I had my 38-week appointment this afternoon. First of all, I had another non-stress test. It was perfect. Doctor said, "well, I didn't expect it to go away until after birth, so this is great!"I am definitely happy about that!
So how'd the rest go?
I've currently gained 25 to 27 lbs. That's good. So I ate an ice cream on the way back to work :) Any changes? No, not really. Cervix is up just a bit but still posterior. Baby has dropped just a tad. No significant change. Just.Like.Ethan.
Now I told myself this morning that there would be no change. I've told myself that it's okay. It really doesn't mean anything and so what if I'm late. It'll be okay. It'll give me more time. Here's the problem.

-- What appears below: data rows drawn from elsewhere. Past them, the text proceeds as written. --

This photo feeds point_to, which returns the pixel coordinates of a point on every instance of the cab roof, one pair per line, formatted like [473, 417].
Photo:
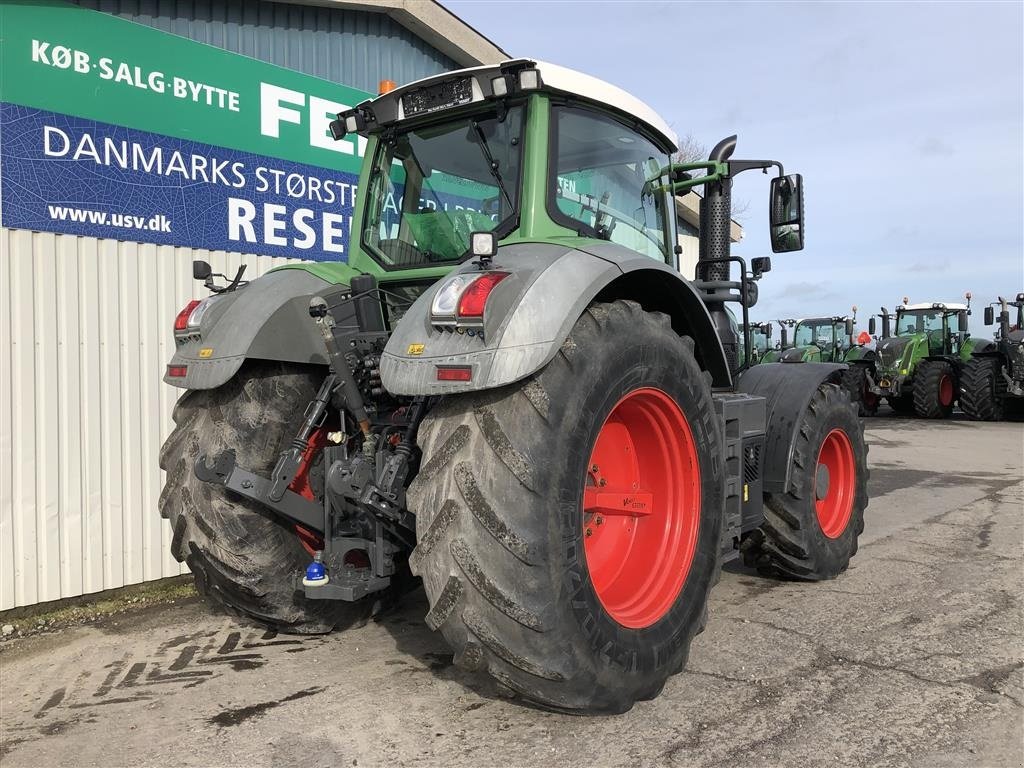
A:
[392, 108]
[932, 305]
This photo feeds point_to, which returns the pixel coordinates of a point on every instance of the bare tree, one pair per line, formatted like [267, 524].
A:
[692, 150]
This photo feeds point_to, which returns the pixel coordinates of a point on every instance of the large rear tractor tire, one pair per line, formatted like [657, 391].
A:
[568, 524]
[901, 404]
[243, 558]
[980, 394]
[934, 389]
[810, 531]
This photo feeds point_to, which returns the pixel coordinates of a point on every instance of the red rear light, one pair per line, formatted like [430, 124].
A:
[181, 322]
[455, 373]
[474, 297]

I've felt pretty great this pregnancy. I can't REALLY complain. But I'm 38-weeks pregnant. My body is feeling awkward and unstable and just uncomfortable. I'm not sleeping. At.All. So I'm kind of ready to just get the no sleeping because I'm feeding a baby part over with. Bring on the baby and let's get through it so maybe I in a couple months I'll be able to sleep longer than 2 hours. I'm literally up EVERY 2 hours to pee. Pain.In.My.Ass.
And well, sometimes it hurts to walk. I mean. I'm carrying around a 6lb baby. Why wouldn't I be uncomfortable. And so I was a little disappointed today when she said no change. I knew she was gonna say it. I FELT it.
But there was just a tiny bit of me that was hoping for something. ANYTHING. And so the countdown continues!